Prix de la mise en scène à Cannes, Ours d'argent à Berlin, gigantesque succès populaire hexagonal mais aussi planétaire (il fut le premier film français traduit en chinois!), Fanfan La Tulipe reste 70 ans (!!) après un modèle du cinéma d'aventure à la française, un divertissement irrésistible et enlevé pour petits, grands et qui veut bien.

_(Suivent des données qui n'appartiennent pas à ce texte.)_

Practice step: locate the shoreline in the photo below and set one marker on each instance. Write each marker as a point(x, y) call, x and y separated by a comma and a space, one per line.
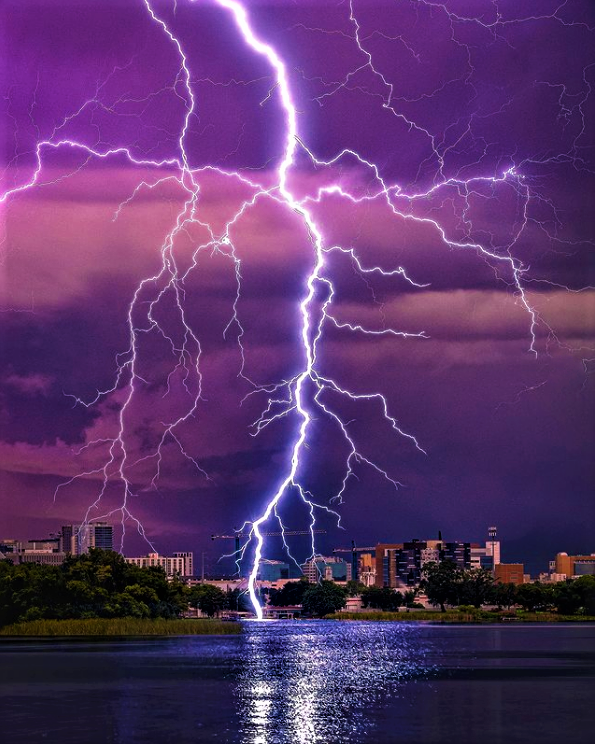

Célèbre personnage du folklore français, Fanfan la tulipe est l'un des ses grands héros issus du peuple qui se diffusa tout d'abord par le biais de chansons populaires, de récits oraux et fantaisistes avant de devenir bien entendu et bien plus tard, héros de cinéma. Le film de Christian-Jaque est la troisième tentative connue, mais reste définitivement la plus célèbre et la plus réussie (doit-on parler ici de l'atroce production Besson ?), mariant avec bonheur une théâtralité poussée et symptomatique du film historique local, avec un rythme endiablé, une narration construite comme une course effrénée constamment entraînée par la personnalité fougueuse et insatiable de son héros. Incroyable Gérard Philippe, beau comme un diable, qui bondit sur chacun de ses ennemis, s'empare de son épée à chaque occasion, part à l'assaut des armées ennemies avec la même énergie qu'il déploie pour séduire les cœurs (en particulier celui de la sublime Gina Lollobridgida) et se moquer du monde qui l'entoure. Un personnage écrit comme un immense éclat de rire, comme un passe-muraille, comme un bretteur qui fait voler les plumes d'un monde militaire aussi rigoriste qu'absurde, dont finalement cette Guerre en dentelle, mélange de tactiques spectaculaires et de philosophies célébrant une certaine inhumanité, n'est qu'un des versants les plus ridiculement meurtrier.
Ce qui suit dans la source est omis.